Each production sector also has its own problems. Whether it is real estate or automobiles or mining or power, there are many problems specific to that sector. While an economic slowdown causes turmoil and suffering, particularly for the poorest of the poor, this can be turned into an opportunity to clean up each sector and wipe out the effects of ill considered past policies. This, by itself, can create an impetus for growth. The Finance Minister has stated that she is holding sectoral meetings. These meetings must not be confined to immediate short term problems, they must seek to address the disease that lies deep down in each sector.

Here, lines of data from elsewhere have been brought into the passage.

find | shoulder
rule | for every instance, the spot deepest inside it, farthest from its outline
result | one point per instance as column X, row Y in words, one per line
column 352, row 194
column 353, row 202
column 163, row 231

Banks and financial institutions will have a major role to play in the recovery of India. In the last few months, RBI has done well. It has strived to infuse liquidity into the system, reduced interest rates and, by transferring a large chunk of its resources to the State Exchequer, it has provided some more fiscal space to the Central Government. It is important that the intentions of the RBI and the Government translate into more economic activity through banks and financial institutions.Along with money, confidence also has to be instilled. Excessive focus on NPAs in the past few years, treating NPAs virtually as criminal offences committed by individual officers of banks and indiscriminate use of investigative agencies have lowered the morale of bank officers as well as government officers. Growth cannot take place in an atmosphere of extreme fear.

In the final analysis, the Central Government has to be clear about its immediate objective. The focus has to be on growth and revival. Maintaining fiscal deficit at levels laid down for Western economies and control of inflation cannot be the prime objectives of government in a faltering economy. And the Centre has to take the lead in bringing together the nation as one and be open to suggestions from all.


The views and facts expressed in the article are those of the writer.